Tutorial

Basics

In this tutorial you will create a basic pyGRID script that defines a basic job to submit to the queue manager. This doc will first describe the structure of a script from an example and then provides instructions on how to submit the job using pyGRID.

The script

Here is your first pyGRID script, copy its text and save it on a file called basicTest.xml.

<?xml version="1.0"?>
<simulations>

    <sim_element N="basicJob">
        <S>/bin/bash</S>
        <j>y</j>
        <cwd />
        <code> echo "Basic Job" </code>
    </sim_element>

</simulations>

pyGRID uses XML syntax to define jobs that you want to submit to the queue manager.

The first line, <?xml ...>, specifies the encoding and XML version and it is mandatory so copy and paste it on every pyGRID file you make.

The <simulations> element is also mandatory, and encloses the definition of the job we want to submit.

Jobs in pyGRID are defined with the <sim_element N="..."> tag that requires at least one argument, N, containing the name of the job we will submit to the queue manager, in this case basicJob and anotherJob. A pyGRID file can contain as many job definitions as you wish and each definition will be identified by the name of the job.
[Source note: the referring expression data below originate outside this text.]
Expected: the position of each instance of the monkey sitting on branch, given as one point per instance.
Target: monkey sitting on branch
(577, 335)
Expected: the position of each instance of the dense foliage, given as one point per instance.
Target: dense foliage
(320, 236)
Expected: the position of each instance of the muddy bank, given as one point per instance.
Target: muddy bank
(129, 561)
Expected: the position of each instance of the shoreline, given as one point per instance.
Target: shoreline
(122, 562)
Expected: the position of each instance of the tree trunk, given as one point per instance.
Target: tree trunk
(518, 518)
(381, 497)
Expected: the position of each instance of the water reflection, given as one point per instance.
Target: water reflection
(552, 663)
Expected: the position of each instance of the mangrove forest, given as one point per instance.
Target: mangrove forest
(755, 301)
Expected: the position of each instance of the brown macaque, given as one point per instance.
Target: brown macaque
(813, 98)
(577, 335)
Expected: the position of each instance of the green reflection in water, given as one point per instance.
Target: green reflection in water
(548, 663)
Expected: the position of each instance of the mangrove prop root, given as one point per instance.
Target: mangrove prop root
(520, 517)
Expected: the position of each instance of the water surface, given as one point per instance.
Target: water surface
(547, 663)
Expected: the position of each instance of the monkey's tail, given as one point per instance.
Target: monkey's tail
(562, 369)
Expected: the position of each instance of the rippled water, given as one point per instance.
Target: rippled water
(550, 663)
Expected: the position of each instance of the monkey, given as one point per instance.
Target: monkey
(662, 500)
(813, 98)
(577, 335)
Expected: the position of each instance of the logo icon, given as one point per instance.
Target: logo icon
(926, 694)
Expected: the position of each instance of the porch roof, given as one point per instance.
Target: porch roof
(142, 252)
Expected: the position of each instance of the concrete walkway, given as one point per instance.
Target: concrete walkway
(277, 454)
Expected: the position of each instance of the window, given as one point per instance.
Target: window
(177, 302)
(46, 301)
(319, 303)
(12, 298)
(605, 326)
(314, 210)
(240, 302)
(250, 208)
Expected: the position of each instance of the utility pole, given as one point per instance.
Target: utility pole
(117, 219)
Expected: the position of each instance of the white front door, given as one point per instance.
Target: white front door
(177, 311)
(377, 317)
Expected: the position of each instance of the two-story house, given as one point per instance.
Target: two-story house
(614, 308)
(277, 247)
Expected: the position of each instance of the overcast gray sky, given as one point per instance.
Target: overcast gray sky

Inside the <sim_element > we define the options of the job we want pyGRID to pass to the queue manager. At the moment pyGRID supports only clusters running SUN GRID ENGINE and as such it conforms to the syntax of qsub. If you are already familiar with qsub you will be happy to know that you can define all the options accepted by qsub inside <sim_element >. You just have to swap the qsub’s

-OPTION_NAME_1 OPTION_VALUE
-OPTION_NAME_2

notations for pyGRID’s

<OPTION_NAME_1> OPTION_VALUE </OPTION_NAME_1>
<OPTION_NAME_2 />

Notice that qsub option flags gets translated to self-closing XML tags in pyGRID.

For the script introduced above the

<S>/bin/bash</S>
<j>y</j>
<cwd />

elements are translated by pyGRID to the qsub options

-S /bin/bash -j y -cwd

If you are not familiar with qsub and want to know about its options visit the man page.

You may have noticed from the script above that pyGRID introduces two differences with respect to the qsub syntax. You have already encountered the first, the name of the job, that is defined as an attribute of the <sim_element > and not as an option inside it.

The second is the code tag

<code> echo "Basic Job" </code>

which defines the actions that your job will execute. pyGRID will create a bash script with the properties of a job to submit to the queue manager. The content of the code tag will be included verbatim at the end of the bash script and can contain any valid bash code. In particular this can be:

  • the path of an executable to be run on the cluster
  • any bash command to run a python or matlab script on the cluster, e.g. “/usr/local/bin/matlab -nojvm -nodisplay -r matlab_job”
  • any amount of bash code to manipulate files, create or delete folders, print environment variables etc.

The submission process

In order to submit the job we have just defined just type

pyGRID basicTest.xml -s basicJob -b

in the terminal in the same folder of the basicTest.xml file. The job will be submitted by pyGRID to the queue manager. You can check its status with qstat which list your currently active or queued jobs. Once basicJob finishes its output and error files will be written in the current directory.

pyGRID command line has a required argument and optional arguments that can be divided in two groups:

  • XML file. Required argument
    • <file> : specifies the path of the file to load.
  • Simulation options. These are mutually exlusive.
    • -s <job_name> : specifies the name of the simulation to load from the XML file.
    • -a : loads all the simulations in the file.
  • Action options. Tell pyGRID which action to perform woth the specified simulation. These are mutually exclusive.
    • -w : write the shell script for the simulation.
    • -b : write the shell script and submit a job for every combination of the parameters of the simulation
    • -c : scan the output sctream of finished jobs and detect the crashed ones. The JOB_ID and TASK_ID of the crashed job is saved in an auxilliary file with extension .grid.
    • -r : resubmit crashed jobs.

To review this options from the command line type pyGRID --help in the terminal.

Parameter Space

Some simulations require to span a parameter space and submitting jobs for every combination of parameters in qsub can be tedious. pyGRID streamlines the process and automatically submit for you a job for each combination of the parameters.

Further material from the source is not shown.